3 cups Besan (chickpea flour)
1 cup Curd
2 tsp Oil
Lemon juice
Turmeric
1 tsp Green Chilies paste
2 " Ginger - finely grated
1/4 tsp baking soda
2 tsp Eno Fruit salt
For seasoning:
Few Curry Leaves
Coriander
2 tsp Grated Coconut
1 tsp Mustard Seeds
1 tsp Sesame Seeds
6 - 8 Green Chilies - slit length wise
1 Green Pepper - slit length wise
Sieve besan 2 times to loosen up the flour. In a bowl mix together besan, salt, turmeric, green chili paste, grated ginger with curd and then using water as required in small amounts. It should have a pan cake batter consistency (not too thick neither too watery). Set aside for 4 to 5 hours to ferment.
Grease a large pressure cooker insert vessel, (place a round parchment at the bottom of the vessel for easy removal) or grease well with oil. Keep this ready and put the pressure cooker on fire and let the water boil.

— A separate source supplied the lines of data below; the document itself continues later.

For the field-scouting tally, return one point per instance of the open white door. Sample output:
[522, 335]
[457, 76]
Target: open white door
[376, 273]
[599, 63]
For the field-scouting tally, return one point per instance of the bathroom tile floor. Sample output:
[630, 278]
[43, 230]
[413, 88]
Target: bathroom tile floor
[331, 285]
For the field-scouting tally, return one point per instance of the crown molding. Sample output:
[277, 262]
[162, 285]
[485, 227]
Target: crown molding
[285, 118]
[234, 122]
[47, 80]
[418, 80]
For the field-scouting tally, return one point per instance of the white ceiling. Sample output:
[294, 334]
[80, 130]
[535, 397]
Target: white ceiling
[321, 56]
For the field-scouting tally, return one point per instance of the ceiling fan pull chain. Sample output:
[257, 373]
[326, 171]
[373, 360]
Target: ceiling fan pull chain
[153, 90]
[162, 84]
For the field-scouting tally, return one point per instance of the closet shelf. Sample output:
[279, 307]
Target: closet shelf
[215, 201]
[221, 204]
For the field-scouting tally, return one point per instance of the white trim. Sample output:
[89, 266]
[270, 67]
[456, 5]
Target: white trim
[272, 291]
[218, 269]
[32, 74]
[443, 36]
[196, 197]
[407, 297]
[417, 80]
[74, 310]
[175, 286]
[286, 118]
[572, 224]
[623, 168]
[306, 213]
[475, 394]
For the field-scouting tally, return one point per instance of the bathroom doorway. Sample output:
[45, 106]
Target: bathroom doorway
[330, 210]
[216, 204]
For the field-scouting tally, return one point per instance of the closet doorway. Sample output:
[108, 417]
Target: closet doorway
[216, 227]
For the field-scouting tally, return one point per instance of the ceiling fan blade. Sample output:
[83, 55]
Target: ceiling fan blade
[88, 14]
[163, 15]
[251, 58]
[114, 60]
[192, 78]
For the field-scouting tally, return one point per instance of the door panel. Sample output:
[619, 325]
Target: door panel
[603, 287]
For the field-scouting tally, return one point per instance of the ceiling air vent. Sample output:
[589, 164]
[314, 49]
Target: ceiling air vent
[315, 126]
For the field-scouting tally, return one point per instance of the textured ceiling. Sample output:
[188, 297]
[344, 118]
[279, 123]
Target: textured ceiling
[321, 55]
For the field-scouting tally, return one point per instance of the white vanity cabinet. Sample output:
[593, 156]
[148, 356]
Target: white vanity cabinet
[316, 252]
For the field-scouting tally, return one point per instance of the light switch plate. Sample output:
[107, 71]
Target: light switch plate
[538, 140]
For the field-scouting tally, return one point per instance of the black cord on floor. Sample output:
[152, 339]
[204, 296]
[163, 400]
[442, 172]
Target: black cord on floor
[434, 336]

In a small bowl add lemon juice, oil, cooking soda and mix well and pour it into the the batter. Keep mixing and now add eno fruit salt. Immediately you see will the batter raise with bubbles, fold well into the batter quickly and pour the batter in the greased vessel. Pour enough water in the pressure cooker and cook on steam without the weight(like idli) for 12min on high flame and 3 min on low flame. Test with a tooth pick before removing to be sure.
Do not remove dhokla from the vessel immediately, let sit on the counter for a few minutes before removing. Grease a plate and turn the vessel on it, using a sharp knife cut diagonally into pieces.

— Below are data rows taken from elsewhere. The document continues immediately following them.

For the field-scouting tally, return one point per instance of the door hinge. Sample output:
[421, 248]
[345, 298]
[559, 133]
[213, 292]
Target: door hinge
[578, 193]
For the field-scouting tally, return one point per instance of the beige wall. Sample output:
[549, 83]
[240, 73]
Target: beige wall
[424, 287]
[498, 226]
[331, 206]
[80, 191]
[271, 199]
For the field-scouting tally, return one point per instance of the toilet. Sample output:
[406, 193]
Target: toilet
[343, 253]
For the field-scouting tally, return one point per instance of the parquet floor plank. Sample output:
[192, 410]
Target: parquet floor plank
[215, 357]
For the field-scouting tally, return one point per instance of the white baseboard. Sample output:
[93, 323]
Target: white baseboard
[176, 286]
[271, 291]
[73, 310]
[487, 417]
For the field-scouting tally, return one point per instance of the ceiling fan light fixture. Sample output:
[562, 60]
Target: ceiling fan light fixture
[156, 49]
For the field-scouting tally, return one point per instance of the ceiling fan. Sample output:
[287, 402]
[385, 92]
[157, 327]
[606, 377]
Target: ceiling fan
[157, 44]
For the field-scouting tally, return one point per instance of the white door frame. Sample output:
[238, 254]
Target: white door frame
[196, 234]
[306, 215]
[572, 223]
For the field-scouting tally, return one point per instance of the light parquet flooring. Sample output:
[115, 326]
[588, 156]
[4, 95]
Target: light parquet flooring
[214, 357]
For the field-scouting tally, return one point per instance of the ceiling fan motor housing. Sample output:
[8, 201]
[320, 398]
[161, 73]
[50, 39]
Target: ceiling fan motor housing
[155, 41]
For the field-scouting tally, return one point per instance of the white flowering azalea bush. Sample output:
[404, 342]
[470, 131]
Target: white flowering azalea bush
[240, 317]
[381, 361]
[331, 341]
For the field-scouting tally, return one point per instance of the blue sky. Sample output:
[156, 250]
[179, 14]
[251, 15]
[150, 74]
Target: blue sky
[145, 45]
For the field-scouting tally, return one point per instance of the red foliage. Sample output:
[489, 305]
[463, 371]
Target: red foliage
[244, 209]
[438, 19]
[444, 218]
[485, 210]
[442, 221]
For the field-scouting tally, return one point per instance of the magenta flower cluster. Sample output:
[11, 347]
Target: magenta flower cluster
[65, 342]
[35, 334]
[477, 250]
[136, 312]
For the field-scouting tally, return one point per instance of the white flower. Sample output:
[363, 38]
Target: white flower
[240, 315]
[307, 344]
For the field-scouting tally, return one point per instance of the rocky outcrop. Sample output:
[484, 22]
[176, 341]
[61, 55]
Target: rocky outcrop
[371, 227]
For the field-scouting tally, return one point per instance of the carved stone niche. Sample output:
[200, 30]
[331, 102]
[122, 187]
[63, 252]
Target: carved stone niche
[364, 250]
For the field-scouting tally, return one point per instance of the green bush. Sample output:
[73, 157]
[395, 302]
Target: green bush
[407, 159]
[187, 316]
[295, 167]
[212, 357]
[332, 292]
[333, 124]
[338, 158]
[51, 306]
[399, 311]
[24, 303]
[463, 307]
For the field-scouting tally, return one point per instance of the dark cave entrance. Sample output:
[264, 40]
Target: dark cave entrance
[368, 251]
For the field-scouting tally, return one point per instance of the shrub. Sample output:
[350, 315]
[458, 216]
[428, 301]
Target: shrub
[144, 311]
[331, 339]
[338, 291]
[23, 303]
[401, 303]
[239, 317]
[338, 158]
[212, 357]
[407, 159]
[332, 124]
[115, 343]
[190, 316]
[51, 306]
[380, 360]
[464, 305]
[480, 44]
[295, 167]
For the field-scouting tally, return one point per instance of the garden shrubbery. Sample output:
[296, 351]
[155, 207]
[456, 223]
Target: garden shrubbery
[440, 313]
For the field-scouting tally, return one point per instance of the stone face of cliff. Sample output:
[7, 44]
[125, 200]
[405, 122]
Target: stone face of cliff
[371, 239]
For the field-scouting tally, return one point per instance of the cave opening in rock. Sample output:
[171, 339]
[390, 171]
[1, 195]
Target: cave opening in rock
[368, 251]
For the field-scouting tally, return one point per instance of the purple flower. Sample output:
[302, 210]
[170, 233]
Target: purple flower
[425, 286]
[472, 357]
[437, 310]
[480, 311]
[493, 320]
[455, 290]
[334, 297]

Take 3 tsp of oil in a small skillet add mustard seeds and let splutter, then add slit green chilies, slit green peppers, sesame seeds, grated coconut, fry for a few minutes and then add 2 tsp of water and turn off the flame. The water in the thadka will help spread the tempering evenly.
Garnish dhokla with coriander leaves and the above tempering. Serve hot with mint or coriander chutney.